Imondi has also visited local colleges and high schools to share her professional and college experience, using the opportunity to introduce the Society’s Career Opportunities in the Accounting Profession (COAP) program. “I would say that was probably the most rewarding and, I think, the most satisfying part of being on the NextGen Committee,” she said.
Imondi is currently working with a local college on implementing an official mentor program, through which each junior and senior accounting major will be assigned a direct mentor. She elaborated, saying, “We are working with the college to create the first-ever college chapter where [students] can start to get involved with the Society at the college level. So it is more than just a mentoring program, but a way for the students to see how the Society works and give them that experience prior to graduating and entering the work force.
During the COVID-19 pandemic, PKF nominated Imondi to participate in Orange County’s Leadership Orange Program, a 12-month program to recruit and train diverse leaders to identify and meet community needs. “It’s a leadership class for the entire county,” she said.
She is also a member of PKF’s two-year Future Leader Program, a requirement to make partner. It teaches aspirants skills such as working with different personality types, bringing in new business, and managing at a higher level.

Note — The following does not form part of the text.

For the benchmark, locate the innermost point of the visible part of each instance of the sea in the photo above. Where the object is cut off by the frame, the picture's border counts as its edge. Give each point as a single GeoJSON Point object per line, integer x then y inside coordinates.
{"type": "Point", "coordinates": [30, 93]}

“It’s a little more involved than Leadership Orange was,” she said.
All of these experiences informed Imondi’s views on mentoring, in which she professes to be “a really big believer.”
Mentorship, she said, comes in two different ways: a formal mentor that might be assigned, and the informal ones that an individual chooses along the way. To Imondi, the latter is just as, if not more, important.
“So, as you move up in your career, you may even confide more in those informal
mentors than your actual assigned mentor,” she said. “At PKF and within the NextGen Committee, one huge thing is mentoring this next group.”
Imondi formally mentors three people at her firm but said, “I would like to think that I informally mentor everybody. I hope all the managers and partners feel that way.” It’s the same mindset with the NextGen Committee; despite all the local competing firms in the area, the competition is set aside, when it comes to mentoring.
But her advocacy for seeking out informal mentors comes with a caveat: One must be selective “because not everyone has your best interest and not everybody understands your path,” she said. “Just because your path doesn’t mirror what they’re used to doesn’t mean that it’s not a good path [for you].”
“Valerie truly cares about the individuals and wants to make sure they are happy and have a positive mental state,” said Collazo. “She provides the resources to her staff by making sure they are properly trained, have people they can learn from and lean on, and overall are happy at the office. Professionally and personally, she is a great resource and a positive role model.”